Molly swallowed hard. “No, but now that I think about it, I guess she might. How would I know?” Molly still couldn’t decide what to make of the call she’d received from Jenna, who’d introduced herself as an old friend of Seth Spencer’s. Molly had figured she was in luck. If a good friend of the local bankers was designing the menus for the bed-and-breakfast Molly wanted to open, he’d be more likely to give Molly a loan, wouldn’t he? Still, why would an artist call Molly all the way from New York, offer to pay her own traveling expenses to Wisconsin, then agree to do the artwork so cheaply? Even more suspiciously, Jenna had made Molly swear not to tell Seth Spencer she was coming to town, saying she wanted to surprise him.

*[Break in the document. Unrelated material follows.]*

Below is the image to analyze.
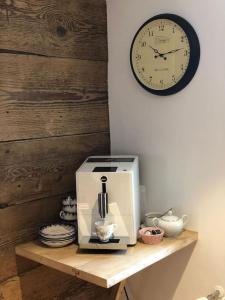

Dear Lord…what if the woman in the Cadillac is Jenna Robinson? What if she’s come to Tyler with a baby of Seth Spencer’s…a baby Seth doesn’t even know exists?
There goes my loan.
Molly squelched the thought. Yes, she’d definitely started reading too much romance fiction in the lonely times after her husband died. In real life, women didn’t putter into small, uneventful towns like Tyler, driving old gold Cadillacs and wielding babies they’d kept secret from banker daddies. Frowning, Molly stared down at her drying, passion-pink nails, trying to assure herself that tomorrow’s interview with Seth Spencer would go well. Surely, her uneasiness about Jenna’s arrival was unfounded. As soon as possible, maybe even tomorrow, Jenna and Seth would be jointly surveying Molly’s Victorian home. On the phone, Jenna had been responsive to Molly’s ideas for transforming the place into a romantic hideaway; now Molly was hoping Jenna’s artistic excitement would help convince Seth to fork over the start-up capital.
No, Molly decided with finality, the wild-looking woman in the Cadillac with the wedding dress and baby couldn’t be Jenna Robinson. Fate simply wasn’t that unkind. Nevertheless, Molly was still exhaling a worried sigh as the car halted, idling outside Eden Frazier’s flower shop, The Garden of Eden. Inside, Eden brushed back her brown hair, lifted a watering can and stepped around a bucket of eucalyptus. As she inhaled the deep, sweet scent of some nearby roses, her violet eyes squinted, taking in the ancient gold tank. A whimsical smile stretched her lips when she saw the wild-looking woman inside the car who was staring toward the Savings & Loan. “Where did she come from?” Eden whispered.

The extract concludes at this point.